Rate limits don't announce themselves. One minute your API integration works fine. The next, requests start failing with 429s — or worse, silent throttling that slows responses without returning an error code. By then, something has already broken for your users.
Rate limiting is a design decision by the vendor: they're protecting their infrastructure from overuse, and your account is responsible for staying within bounds. The question is whether you find out when a limit is hit or before.
How Rate Limiting Works
Most APIs implement rate limits at one or more of these levels:
| Level | What it limits | Example |
|---|---|---|
| Per-minute | Requests per minute per account | 60 req/min |
| Per-day | Total requests in a 24-hour window | 10,000 req/day |
| Per-endpoint | Specific endpoints with tighter limits | 5 req/sec on auth |
| Per-user | Limits applied to end-users via your key | OAuth token limits |
| Concurrent | Simultaneous in-flight requests | 10 concurrent |
| Burst | Short burst allowed above sustained rate | 100 req in first 10s |
Most APIs return a 429 Too Many Requests when you exceed a limit, but some return 503 (service unavailable) or a vendor-specific status code. Some don't return an error at all — they just slow responses until you back off.
Reading Rate Limit Headers
Most APIs include response headers that tell you where you stand.
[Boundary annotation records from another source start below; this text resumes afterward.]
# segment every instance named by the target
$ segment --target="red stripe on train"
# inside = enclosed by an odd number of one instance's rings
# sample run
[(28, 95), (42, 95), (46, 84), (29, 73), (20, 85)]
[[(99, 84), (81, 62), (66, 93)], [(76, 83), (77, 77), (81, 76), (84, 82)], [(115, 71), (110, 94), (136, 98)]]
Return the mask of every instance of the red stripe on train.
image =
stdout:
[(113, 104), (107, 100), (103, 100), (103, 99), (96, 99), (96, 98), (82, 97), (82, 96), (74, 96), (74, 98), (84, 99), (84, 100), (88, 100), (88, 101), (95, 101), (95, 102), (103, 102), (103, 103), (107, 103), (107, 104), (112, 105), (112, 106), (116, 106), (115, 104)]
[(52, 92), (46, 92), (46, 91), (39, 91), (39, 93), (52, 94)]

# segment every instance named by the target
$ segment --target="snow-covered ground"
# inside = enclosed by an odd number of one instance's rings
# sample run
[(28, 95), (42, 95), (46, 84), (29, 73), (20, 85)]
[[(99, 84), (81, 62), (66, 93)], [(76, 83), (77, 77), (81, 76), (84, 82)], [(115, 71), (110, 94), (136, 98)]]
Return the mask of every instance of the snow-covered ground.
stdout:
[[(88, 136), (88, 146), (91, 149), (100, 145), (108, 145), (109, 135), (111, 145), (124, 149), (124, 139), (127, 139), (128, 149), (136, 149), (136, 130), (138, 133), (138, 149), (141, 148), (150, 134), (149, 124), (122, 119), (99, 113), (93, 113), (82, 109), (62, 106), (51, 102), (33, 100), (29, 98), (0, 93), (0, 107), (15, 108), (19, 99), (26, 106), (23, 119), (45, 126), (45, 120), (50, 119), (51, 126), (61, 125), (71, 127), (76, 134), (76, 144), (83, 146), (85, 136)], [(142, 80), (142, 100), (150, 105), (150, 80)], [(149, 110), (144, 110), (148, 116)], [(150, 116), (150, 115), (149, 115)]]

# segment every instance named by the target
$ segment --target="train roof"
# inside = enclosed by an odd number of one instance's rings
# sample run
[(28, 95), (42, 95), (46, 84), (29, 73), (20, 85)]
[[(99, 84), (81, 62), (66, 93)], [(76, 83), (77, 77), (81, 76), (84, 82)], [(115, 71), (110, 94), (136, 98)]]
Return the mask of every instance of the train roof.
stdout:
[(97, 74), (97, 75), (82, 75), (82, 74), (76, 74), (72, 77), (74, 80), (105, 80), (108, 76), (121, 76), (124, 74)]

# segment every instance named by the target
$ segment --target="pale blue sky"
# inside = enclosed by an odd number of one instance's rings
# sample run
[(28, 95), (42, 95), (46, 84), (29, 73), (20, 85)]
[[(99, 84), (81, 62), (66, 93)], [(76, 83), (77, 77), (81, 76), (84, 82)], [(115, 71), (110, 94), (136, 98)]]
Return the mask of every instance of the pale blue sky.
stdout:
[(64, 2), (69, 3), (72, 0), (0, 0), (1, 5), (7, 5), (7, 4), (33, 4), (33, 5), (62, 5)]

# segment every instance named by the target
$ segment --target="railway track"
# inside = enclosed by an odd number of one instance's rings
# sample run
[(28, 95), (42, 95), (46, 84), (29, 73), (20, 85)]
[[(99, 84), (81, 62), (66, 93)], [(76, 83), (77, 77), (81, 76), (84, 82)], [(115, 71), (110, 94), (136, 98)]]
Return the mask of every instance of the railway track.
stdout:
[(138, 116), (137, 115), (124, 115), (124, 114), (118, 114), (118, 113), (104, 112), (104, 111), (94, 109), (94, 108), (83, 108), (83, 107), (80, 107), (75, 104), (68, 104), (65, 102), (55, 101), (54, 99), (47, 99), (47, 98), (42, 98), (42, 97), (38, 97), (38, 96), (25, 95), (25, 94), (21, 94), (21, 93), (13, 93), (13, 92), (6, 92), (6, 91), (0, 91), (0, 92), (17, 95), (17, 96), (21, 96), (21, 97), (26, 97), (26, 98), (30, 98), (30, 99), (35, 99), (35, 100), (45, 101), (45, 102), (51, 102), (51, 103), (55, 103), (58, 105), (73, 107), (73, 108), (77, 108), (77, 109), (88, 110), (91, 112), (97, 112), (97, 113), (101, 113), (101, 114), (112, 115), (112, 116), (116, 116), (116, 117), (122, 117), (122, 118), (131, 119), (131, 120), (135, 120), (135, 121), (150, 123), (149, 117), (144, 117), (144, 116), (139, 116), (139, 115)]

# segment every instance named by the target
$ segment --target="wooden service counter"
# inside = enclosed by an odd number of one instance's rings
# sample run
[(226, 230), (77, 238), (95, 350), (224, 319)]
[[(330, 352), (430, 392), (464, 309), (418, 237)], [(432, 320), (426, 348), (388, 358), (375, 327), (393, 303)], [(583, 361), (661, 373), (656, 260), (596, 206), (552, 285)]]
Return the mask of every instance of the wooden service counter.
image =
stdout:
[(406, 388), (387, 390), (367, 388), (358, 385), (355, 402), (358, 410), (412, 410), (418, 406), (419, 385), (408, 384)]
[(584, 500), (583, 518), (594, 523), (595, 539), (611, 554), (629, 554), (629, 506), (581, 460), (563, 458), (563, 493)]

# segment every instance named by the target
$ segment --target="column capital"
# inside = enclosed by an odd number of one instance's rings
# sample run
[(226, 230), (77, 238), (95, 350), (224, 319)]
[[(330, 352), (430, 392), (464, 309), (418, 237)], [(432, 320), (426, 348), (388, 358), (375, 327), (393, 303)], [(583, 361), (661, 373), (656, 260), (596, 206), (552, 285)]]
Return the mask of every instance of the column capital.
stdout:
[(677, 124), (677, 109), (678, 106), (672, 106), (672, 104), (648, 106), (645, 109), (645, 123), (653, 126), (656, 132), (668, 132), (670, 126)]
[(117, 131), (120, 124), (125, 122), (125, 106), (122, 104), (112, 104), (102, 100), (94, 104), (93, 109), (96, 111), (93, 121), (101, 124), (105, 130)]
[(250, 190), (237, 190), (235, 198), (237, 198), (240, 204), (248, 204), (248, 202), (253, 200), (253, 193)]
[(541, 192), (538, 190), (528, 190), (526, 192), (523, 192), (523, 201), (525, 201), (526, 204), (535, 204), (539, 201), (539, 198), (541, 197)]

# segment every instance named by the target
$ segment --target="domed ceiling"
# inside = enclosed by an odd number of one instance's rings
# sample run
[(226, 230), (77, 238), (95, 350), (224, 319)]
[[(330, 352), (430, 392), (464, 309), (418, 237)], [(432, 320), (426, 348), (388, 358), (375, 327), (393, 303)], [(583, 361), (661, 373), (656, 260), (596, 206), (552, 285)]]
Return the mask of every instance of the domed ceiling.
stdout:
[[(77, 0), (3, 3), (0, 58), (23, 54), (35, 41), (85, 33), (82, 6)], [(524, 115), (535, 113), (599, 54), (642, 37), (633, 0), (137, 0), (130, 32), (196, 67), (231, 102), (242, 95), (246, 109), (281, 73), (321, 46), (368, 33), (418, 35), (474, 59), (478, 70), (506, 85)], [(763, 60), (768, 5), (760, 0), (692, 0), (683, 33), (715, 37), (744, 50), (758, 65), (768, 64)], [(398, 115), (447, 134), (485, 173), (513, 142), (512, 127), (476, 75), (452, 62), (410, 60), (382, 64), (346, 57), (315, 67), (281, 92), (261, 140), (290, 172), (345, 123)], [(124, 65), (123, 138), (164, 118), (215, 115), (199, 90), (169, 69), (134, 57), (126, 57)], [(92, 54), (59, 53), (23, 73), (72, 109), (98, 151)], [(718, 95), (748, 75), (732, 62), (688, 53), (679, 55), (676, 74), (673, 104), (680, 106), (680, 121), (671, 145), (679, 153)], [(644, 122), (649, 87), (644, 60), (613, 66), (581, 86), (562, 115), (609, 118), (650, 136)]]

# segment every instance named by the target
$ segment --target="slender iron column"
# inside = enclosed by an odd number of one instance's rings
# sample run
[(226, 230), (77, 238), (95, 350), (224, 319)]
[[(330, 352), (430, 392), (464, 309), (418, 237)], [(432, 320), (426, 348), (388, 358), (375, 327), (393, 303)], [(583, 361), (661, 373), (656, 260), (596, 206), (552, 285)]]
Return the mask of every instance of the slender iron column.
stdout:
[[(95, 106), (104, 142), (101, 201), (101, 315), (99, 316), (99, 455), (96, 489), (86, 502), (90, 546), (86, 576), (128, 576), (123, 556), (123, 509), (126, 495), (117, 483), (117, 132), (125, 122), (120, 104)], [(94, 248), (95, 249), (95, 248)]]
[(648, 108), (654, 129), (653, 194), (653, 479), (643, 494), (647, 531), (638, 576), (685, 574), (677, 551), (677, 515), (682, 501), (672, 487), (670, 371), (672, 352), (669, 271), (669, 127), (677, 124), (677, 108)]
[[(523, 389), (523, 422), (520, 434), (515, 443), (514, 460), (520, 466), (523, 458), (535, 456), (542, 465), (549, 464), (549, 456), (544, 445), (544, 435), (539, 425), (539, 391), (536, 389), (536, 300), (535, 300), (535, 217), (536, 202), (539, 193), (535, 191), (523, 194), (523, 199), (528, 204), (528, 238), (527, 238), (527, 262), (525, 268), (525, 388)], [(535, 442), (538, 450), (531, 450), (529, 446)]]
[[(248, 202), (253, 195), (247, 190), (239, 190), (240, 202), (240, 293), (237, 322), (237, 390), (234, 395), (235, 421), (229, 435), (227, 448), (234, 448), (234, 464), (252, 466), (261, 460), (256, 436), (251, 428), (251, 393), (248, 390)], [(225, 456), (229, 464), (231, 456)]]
Check these on every response:
async function callApiWithRateLimitTracking(url: string, options: RequestInit = {}) {
const response = await fetch(url, options);
// Log rate limit state from response headers
const remaining = response.headers.get('x-ratelimit-remaining');
const limit = response.headers.get('x-ratelimit-limit');
const reset = response.headers.get('x-ratelimit-reset');
const retryAfter = response.headers.get('retry-after');
if (remaining !== null && limit !== null) {
const pctUsed = ((parseInt(limit) - parseInt(remaining)) / parseInt(limit)) * 100;
if (pctUsed > 80) {
console.warn(`[rate-limit] ${url}: ${pctUsed.toFixed(0)}% of limit used (${remaining}/${limit} remaining)`);
}
}
if (response.status === 429) {
const waitSeconds = retryAfter ? parseInt(retryAfter) : (
reset ? Math.max(0, parseInt(reset) - Math.floor(Date.now() / 1000)) : 60
);
throw new RateLimitError(`Rate limited. Retry after ${waitSeconds}s`, waitSeconds);
}
return response;
}
class RateLimitError extends Error {
constructor(message: string, public retryAfterSeconds: number) {
super(message);
this.name = 'RateLimitError';
}
}Common rate-limit headers across major APIs:
| API | Remaining | Reset | Limit |
|---|---|---|---|
| GitHub | x-ratelimit-remaining | x-ratelimit-reset (Unix) | x-ratelimit-limit |
| Stripe | ratelimit-remaining | ratelimit-reset | ratelimit-limit |
| Twilio | x-rate-limit-remaining | — | x-rate-limit-limit |
| Slack | x-ratelimit-limit | — | retry-after on 429 |
| OpenAI | x-ratelimit-remaining-requests | x-ratelimit-reset-requests | x-ratelimit-limit-requests |
Not every API documents these headers. If you don't see them, test by sending a burst of requests and watching when you start getting 429s.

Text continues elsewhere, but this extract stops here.